IT is almost three years and a couple of local level governments (LLGs) are still reeling from the unprecedented impacts of the 7.5 magnitude earthquake that struck the central Highlands in February, 2018.
The epicenter of the earthquake was at Huya village near Mt Bosavi in Southern Highlands.
Extensive damages to infrastructure and environment and loss of lives have been recorded in Mt Bosavi, Kutubu and Mendi.
Perhaps, reports on the disaster have stormed both local and international media as it was one of the massive and extensive disasters ever recorded in Papua New Guinea’s modern-day history.
Despite the wider publicity and response, impacted communities in the Highlands have expressed dissatisfaction with the provincial disaster centre and the national disaster control centre for the slowness to effectively manage the disaster recovery efforts.
The Southern Highlands government had made a commitment of K300,000 for Kutubu where extensive damages have been recorded which it failed to honour and this had crippled disaster recovery efforts.
The Kutubu LLG had formed a disaster response committee in the wake of the disaster to coordinate and manage the relief and recovery efforts in the LLG which was endorsed by the provincial disaster controller.

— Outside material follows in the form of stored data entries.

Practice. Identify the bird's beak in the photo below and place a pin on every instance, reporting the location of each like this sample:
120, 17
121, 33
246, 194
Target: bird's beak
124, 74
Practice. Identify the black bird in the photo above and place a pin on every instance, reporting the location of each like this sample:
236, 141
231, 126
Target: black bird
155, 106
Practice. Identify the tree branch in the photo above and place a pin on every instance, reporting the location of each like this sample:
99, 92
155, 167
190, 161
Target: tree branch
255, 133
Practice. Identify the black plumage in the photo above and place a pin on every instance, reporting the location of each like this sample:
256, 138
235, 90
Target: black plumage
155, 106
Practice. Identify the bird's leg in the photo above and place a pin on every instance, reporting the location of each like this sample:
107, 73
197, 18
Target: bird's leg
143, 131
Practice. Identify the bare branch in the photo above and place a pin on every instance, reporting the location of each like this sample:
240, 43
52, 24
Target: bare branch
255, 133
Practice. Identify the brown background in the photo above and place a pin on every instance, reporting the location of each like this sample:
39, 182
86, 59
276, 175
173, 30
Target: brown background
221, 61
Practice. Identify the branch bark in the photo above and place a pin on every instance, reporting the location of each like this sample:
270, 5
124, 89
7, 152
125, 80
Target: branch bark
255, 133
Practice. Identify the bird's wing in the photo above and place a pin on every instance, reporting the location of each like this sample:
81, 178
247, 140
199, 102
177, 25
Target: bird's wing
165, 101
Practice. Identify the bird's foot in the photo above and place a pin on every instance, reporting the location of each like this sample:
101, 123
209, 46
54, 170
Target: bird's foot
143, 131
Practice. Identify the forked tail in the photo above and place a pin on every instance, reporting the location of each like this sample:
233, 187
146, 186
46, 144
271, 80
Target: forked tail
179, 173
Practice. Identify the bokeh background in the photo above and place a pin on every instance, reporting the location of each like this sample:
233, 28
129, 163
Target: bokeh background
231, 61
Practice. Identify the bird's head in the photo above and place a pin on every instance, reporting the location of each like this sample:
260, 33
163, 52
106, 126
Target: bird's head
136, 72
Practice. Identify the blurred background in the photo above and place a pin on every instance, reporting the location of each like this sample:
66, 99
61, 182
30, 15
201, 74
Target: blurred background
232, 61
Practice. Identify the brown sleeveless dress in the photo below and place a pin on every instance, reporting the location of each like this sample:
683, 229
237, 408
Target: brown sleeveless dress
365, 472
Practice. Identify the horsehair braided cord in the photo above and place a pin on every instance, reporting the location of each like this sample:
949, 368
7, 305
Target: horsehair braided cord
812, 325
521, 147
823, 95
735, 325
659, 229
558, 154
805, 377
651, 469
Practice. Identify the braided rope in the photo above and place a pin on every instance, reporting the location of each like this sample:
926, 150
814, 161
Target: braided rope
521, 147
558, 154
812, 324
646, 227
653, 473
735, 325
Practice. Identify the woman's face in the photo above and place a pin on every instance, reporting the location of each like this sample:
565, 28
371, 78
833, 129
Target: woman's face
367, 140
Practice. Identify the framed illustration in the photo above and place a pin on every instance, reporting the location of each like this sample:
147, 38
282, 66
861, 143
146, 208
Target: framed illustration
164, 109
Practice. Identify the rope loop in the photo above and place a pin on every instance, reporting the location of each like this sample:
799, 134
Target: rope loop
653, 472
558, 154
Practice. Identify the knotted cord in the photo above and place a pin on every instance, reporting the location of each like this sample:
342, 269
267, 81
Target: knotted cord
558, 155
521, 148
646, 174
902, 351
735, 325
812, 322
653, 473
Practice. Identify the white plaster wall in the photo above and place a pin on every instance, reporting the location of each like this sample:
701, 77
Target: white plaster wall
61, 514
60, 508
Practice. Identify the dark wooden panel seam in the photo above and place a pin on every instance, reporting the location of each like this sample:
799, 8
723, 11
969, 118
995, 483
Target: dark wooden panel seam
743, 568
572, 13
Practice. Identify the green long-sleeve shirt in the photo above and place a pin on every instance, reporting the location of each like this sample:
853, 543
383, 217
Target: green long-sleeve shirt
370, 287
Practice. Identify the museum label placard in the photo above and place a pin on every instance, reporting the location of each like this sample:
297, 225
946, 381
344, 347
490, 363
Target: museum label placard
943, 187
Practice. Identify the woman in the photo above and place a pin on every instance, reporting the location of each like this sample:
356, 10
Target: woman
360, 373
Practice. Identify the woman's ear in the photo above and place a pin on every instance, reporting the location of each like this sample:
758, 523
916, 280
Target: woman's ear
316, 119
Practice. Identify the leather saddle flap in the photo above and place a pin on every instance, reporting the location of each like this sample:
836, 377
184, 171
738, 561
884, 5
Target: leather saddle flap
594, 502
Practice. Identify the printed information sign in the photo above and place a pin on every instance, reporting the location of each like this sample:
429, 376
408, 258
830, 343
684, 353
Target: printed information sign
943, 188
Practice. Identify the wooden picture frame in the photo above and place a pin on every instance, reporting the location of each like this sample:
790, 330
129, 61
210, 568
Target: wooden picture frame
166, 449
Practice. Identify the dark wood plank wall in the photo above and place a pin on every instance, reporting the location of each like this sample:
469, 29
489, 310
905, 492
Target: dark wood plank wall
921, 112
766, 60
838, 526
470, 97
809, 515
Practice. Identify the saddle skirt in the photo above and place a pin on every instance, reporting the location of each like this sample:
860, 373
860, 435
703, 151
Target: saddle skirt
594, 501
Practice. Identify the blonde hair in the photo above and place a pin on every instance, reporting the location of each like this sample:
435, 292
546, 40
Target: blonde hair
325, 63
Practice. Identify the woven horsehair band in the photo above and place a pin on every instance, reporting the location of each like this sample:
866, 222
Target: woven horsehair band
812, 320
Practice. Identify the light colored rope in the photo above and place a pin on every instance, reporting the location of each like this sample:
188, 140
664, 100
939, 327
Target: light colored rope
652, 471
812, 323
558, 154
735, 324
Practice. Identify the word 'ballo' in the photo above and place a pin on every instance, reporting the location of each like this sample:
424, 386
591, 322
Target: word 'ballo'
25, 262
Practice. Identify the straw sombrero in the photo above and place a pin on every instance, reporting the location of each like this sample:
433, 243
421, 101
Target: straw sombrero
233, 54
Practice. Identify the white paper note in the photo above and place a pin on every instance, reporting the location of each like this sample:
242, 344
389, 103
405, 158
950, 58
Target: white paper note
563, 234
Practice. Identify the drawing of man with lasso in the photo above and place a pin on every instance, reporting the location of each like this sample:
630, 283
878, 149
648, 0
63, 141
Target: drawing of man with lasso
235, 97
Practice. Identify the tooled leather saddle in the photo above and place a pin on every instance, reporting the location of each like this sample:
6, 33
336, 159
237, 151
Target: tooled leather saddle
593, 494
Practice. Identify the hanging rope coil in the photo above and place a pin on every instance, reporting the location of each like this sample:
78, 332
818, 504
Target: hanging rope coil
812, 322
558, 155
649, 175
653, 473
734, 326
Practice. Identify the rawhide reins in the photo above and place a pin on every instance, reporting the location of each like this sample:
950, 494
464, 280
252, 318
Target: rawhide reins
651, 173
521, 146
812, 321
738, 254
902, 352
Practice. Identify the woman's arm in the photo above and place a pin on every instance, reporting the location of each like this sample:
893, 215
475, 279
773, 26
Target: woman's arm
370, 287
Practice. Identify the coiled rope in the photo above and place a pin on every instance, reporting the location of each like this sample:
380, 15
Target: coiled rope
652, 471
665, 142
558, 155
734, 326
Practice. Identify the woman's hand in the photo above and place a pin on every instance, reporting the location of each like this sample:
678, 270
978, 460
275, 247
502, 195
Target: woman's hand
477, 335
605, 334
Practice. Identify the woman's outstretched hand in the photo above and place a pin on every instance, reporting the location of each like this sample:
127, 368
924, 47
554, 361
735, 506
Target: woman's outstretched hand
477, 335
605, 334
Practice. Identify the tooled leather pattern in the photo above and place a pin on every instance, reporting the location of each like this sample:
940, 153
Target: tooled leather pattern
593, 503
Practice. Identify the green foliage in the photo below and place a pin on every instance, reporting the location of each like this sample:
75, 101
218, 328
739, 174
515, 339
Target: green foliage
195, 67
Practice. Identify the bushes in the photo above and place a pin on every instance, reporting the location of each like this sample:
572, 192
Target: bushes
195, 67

Regardless of the lack of political support, the committee travelled the length and breadth of Kutubu LLG to gather assessment reports on the earthquake disaster and submitted to the provincial disaster centre and disaster controller’s office in Port Moresby for government intervention.
However, it took ages for the report’s approval from the provincial and Government before any intervention measure could be channelled to the impacted areas.
It was time-consuming and an expensive exercise, which the committee solely spearheaded for the benefit of the impacted communities and because of lack of political support, the committee went into hibernation.
Whether it was due to negligence, information gap or communication barrier, the provincial government still has the opportunity to honour its commitment and bring some closure to the affected communities as we prepare to enter the 2022 general election.
Failing to honour its commitment, the next thing we expect to see is serious development problems including lack of safe drinking water, increased gender inequality as women and children walk distance to fetch water, poor road conditions disrupting flow of goods and services into Kutubu LLG and the oil and liquefied natural gas (LNG) projects in Kutubu, Moran and Gobe.
I am frustrated by these problems because they reflect the lack of transparent and effective political representation and corruption crippling disaster recovery efforts and development in Kutubu, Southern Highlands and Papua New Guinea.
Sadly, the magnitude 7.5 earthquake will be recognised as one of the poorly managed disasters in the country’s history and I believe this trend might continue into the future unless the Government intervenes and fix our problems identified above.